Two educators serve in the Florida Senate. Both will sit on at least one education-related committee for the upcoming 2021 legislative session.
But they will be outnumbered by lawyers and businesspeople, who also have the larger representation in the upper chamber.
Five of the 10-member Education Committee, which reviews policy issues, are attorneys. The nine-member Education Appropriations subcommittee is a bit more balanced, with three legal professionals.
Republicans, who hold the majority in the Senate, also keep an edge on each committee, though Democrat Shevrin Jones — one of the two educators — was named vice chairman of the policy panel. The other educator, Hialeah Republican Manny Diaz Jr., will be vice chairman of the appropriations subcommittee while also serving on the policy committee.
So who’s on each? Here’s the rundown:
Education — Joe Gruters, R-Sarasota, CPA (chairman); Jones; Lori Berman, D-Boynton Beach, attorney; Jennifer Bradley, R-Orange Park, attorney; Doug Broxson, R-Pensacola, insurance; Diaz; Travis Hutson, R-Palm Coast, real estate developer; Kathleen Passidomo, R-Naples, attorney; Tina Polsky, D-Boca Raton, attorney; Perry Thurston, D-Fort Lauderdale, attorney
Education Appropriations — Broxson (chairman); Diaz; Janet Cruz, D-Tampa, optician; Audrey Gibson, D-Jacksonville, paralegal; Gruters; Hutson; Passidomo; Polsky; Tom Wright, R-Port Orange, retired businessman
Some of the names are more familiar than others to Tallahassee education watchers.
Diaz has been perhaps the most prominent Republican on the topic in recent years, spearheading several initiatives supported by the governor’s office. An administrator of a college associated with a charter school firm, he has backed legislation expanding vouchers, charters and choice. He recently has signaled support for education savings accounts.
He’s far from the only one to be active on the issue, though. Passidomo recently chaired the appropriations subcommittee, and has been a prominent advocate of mental health supports in schools.
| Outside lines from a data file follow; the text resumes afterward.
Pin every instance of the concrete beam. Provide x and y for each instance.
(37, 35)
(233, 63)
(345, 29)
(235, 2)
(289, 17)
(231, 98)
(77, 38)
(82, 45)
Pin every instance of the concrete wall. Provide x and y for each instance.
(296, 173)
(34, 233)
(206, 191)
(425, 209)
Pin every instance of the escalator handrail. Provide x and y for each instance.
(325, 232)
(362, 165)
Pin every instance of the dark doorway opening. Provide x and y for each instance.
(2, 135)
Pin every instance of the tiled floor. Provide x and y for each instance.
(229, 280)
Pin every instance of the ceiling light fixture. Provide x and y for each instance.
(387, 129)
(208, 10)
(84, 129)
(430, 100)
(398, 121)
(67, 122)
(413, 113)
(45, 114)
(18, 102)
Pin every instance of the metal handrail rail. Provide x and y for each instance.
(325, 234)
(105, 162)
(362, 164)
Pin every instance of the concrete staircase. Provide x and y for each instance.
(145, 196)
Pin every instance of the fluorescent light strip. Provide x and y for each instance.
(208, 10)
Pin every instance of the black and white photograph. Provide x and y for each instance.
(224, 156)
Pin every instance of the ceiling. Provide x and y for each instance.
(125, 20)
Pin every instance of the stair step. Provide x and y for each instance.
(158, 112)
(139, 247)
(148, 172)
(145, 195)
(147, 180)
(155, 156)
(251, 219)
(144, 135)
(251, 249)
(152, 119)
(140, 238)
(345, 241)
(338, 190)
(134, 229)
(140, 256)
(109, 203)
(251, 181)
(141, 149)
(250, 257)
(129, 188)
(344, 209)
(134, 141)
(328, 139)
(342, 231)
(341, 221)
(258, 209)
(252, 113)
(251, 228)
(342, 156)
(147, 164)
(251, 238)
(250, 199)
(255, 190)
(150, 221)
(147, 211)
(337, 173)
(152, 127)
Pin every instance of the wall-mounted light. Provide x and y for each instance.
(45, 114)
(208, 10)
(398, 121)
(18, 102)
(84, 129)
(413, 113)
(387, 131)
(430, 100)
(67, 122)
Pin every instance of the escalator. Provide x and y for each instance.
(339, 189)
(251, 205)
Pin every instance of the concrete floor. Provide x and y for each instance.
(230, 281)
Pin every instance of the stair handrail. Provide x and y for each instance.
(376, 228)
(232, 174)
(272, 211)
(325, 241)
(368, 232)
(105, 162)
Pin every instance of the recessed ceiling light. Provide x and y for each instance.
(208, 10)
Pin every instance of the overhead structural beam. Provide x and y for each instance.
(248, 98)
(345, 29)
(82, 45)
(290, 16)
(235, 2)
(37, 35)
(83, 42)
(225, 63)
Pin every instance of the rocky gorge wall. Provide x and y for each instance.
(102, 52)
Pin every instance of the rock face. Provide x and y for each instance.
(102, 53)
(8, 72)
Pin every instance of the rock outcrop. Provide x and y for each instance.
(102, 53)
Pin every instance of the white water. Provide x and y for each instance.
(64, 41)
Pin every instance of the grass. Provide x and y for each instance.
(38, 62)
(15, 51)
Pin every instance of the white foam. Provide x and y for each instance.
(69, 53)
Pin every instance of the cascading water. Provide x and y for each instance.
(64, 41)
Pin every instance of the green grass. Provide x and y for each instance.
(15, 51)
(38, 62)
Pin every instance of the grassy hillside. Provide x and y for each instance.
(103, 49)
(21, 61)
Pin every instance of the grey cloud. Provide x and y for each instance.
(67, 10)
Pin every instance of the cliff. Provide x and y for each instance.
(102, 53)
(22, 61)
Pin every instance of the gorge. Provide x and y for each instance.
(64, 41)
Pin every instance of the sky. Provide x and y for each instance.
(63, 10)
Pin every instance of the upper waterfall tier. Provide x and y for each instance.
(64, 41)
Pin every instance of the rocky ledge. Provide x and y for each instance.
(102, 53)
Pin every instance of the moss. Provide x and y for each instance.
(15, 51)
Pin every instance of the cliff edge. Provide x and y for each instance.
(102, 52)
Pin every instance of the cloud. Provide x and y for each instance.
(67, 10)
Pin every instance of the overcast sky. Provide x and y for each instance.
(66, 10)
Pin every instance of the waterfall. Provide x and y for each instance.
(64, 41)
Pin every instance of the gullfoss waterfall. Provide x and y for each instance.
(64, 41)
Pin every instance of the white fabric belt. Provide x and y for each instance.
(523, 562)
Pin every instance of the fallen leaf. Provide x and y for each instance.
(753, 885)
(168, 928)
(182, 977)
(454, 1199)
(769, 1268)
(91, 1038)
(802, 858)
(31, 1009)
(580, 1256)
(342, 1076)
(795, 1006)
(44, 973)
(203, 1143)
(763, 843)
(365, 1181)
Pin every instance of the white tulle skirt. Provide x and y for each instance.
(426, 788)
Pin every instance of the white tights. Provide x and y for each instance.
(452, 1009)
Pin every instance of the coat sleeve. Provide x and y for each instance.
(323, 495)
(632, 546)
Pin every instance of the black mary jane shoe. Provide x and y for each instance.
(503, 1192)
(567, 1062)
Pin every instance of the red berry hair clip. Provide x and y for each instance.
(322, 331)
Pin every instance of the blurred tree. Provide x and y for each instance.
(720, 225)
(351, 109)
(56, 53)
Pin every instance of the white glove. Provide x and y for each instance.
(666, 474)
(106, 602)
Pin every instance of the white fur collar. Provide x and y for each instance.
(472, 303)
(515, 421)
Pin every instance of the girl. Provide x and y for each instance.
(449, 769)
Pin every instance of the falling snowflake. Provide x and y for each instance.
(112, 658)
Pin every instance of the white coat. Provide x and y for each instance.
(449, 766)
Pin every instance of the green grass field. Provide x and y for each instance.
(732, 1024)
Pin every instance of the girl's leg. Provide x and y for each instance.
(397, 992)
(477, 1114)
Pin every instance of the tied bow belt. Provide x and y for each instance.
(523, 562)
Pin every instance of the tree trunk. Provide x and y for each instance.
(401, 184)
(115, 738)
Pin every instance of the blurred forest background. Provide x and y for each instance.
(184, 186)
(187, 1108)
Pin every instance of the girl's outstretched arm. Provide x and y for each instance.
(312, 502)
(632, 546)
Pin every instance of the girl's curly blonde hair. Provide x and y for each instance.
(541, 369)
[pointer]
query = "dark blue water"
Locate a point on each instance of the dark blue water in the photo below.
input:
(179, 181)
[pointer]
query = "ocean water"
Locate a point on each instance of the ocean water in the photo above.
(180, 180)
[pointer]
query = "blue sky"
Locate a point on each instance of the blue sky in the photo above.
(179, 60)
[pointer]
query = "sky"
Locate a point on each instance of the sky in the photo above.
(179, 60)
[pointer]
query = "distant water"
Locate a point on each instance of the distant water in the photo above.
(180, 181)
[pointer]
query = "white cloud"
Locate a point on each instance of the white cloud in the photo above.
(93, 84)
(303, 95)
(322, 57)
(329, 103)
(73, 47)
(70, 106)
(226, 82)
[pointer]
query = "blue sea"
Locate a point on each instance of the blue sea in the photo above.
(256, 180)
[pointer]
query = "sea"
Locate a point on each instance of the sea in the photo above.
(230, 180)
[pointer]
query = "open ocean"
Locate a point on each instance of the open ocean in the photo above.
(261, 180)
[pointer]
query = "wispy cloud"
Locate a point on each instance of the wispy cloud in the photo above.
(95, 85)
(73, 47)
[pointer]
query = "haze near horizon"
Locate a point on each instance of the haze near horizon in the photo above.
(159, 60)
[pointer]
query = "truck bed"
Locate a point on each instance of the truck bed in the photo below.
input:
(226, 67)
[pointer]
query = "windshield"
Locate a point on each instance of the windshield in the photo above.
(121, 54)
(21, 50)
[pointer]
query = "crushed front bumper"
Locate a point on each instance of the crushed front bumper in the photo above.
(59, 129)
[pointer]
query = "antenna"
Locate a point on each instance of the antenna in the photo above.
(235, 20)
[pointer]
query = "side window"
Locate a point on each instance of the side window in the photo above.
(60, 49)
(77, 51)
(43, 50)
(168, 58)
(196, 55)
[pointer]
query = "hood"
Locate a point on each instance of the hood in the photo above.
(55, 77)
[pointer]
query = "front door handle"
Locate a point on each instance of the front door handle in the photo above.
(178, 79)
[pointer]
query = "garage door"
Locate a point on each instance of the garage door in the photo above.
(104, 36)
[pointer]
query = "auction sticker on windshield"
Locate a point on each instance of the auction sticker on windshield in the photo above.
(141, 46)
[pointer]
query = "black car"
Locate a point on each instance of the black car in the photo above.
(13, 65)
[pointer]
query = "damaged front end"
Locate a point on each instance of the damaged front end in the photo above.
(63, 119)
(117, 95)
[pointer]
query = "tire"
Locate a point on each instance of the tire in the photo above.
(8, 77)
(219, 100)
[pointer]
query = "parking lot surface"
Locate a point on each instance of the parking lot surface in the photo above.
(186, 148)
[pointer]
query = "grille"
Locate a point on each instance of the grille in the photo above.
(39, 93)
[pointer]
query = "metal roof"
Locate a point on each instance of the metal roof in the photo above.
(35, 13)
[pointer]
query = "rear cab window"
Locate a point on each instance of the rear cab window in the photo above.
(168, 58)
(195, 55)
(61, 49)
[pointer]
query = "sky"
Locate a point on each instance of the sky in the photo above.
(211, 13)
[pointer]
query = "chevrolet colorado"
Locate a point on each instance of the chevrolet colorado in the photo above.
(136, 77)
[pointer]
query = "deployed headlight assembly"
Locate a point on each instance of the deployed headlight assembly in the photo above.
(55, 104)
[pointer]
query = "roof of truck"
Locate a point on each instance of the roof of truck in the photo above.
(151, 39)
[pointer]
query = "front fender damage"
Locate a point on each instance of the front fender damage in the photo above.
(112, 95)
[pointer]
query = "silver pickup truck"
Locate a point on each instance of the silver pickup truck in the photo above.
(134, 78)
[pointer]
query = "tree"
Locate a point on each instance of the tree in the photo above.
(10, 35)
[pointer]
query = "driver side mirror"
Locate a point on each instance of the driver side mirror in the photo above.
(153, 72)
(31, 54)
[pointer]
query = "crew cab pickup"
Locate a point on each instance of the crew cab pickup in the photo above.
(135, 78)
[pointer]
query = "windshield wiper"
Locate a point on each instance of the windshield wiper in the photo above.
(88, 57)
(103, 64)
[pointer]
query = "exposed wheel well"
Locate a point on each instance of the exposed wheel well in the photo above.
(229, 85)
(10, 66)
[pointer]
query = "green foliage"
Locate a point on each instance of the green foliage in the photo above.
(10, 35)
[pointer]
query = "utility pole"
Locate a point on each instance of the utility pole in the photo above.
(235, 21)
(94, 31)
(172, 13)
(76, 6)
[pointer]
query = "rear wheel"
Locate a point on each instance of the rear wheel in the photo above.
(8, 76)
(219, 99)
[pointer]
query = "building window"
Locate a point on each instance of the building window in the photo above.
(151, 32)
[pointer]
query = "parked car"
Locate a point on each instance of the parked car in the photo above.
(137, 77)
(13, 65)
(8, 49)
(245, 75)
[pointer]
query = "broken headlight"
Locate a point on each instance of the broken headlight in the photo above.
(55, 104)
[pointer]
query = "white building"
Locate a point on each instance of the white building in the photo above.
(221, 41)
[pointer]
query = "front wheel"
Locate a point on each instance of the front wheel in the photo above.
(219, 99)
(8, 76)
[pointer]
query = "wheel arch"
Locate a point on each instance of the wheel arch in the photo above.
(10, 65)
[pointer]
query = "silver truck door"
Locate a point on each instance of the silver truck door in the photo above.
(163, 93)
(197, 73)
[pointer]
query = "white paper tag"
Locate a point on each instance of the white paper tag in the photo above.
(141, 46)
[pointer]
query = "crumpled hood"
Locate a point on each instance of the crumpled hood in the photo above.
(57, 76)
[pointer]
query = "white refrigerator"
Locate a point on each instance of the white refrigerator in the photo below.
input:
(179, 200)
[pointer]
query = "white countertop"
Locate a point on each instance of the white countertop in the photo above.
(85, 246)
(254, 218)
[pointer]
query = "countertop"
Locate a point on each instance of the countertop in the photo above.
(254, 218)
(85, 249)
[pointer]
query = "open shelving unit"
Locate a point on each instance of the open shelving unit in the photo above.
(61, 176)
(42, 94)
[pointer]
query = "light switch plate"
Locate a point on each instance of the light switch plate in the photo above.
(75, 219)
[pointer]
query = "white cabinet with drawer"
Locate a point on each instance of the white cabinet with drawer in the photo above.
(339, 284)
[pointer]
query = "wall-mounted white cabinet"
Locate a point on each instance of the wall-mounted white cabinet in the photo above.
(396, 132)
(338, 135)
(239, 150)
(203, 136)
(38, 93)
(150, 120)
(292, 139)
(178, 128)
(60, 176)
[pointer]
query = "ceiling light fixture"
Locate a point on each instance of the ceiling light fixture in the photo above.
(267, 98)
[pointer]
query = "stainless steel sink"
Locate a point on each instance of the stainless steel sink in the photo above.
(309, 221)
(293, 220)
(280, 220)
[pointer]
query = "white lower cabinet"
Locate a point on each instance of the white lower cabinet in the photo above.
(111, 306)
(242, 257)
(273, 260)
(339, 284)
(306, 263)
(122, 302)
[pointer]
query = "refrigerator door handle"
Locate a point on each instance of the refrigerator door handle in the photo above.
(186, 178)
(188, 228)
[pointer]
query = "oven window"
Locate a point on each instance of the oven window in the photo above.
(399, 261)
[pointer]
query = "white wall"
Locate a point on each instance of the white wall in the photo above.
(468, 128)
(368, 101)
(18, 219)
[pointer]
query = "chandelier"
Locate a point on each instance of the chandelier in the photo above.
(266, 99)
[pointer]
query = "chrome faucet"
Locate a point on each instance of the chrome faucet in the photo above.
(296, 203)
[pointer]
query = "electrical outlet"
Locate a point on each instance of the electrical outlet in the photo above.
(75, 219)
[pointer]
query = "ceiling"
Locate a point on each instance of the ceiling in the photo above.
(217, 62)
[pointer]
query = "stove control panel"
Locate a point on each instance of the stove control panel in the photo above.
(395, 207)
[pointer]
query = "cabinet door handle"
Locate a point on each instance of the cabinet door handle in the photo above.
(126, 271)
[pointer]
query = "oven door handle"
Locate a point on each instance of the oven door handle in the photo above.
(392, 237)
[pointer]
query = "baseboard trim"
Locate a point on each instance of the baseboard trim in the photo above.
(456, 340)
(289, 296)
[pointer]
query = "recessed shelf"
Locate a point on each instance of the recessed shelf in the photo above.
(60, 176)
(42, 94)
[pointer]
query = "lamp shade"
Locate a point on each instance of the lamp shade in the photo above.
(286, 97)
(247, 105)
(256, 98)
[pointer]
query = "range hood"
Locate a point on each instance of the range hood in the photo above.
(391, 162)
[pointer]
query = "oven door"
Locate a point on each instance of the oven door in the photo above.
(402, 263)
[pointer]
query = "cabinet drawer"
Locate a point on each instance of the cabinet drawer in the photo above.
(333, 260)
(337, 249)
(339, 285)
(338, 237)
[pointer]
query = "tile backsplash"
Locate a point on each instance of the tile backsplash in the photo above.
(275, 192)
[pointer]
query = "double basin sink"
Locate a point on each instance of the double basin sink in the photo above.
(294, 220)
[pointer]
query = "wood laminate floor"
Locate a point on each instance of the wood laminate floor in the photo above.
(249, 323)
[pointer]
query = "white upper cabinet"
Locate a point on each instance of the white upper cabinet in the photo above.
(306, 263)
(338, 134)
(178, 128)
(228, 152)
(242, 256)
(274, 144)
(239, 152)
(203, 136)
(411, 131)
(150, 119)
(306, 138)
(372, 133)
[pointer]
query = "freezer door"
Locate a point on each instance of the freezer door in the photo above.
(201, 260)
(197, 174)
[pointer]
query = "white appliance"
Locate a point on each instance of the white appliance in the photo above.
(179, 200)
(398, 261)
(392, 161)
Cruz — a holdover from the past Education Committee along with Diaz and Berman — has pushed to bar for-profit charter schools from operating in the state, and supported such ideas as allowing students to take state exams in their native language if not fluent in English. Gibson took strong stands on education matters during her stint as minority leader, including offering a proposal counter to the governor’s on teacher and school employee pay.
Broxson hasn’t always been involved much in education debates. But he was prominent during the discussion of controversial HB 7069 in 2017, when opponents of the measure had hoped he might help them kill it. He raised concerns about the bill but ultimately didn’t vote against it.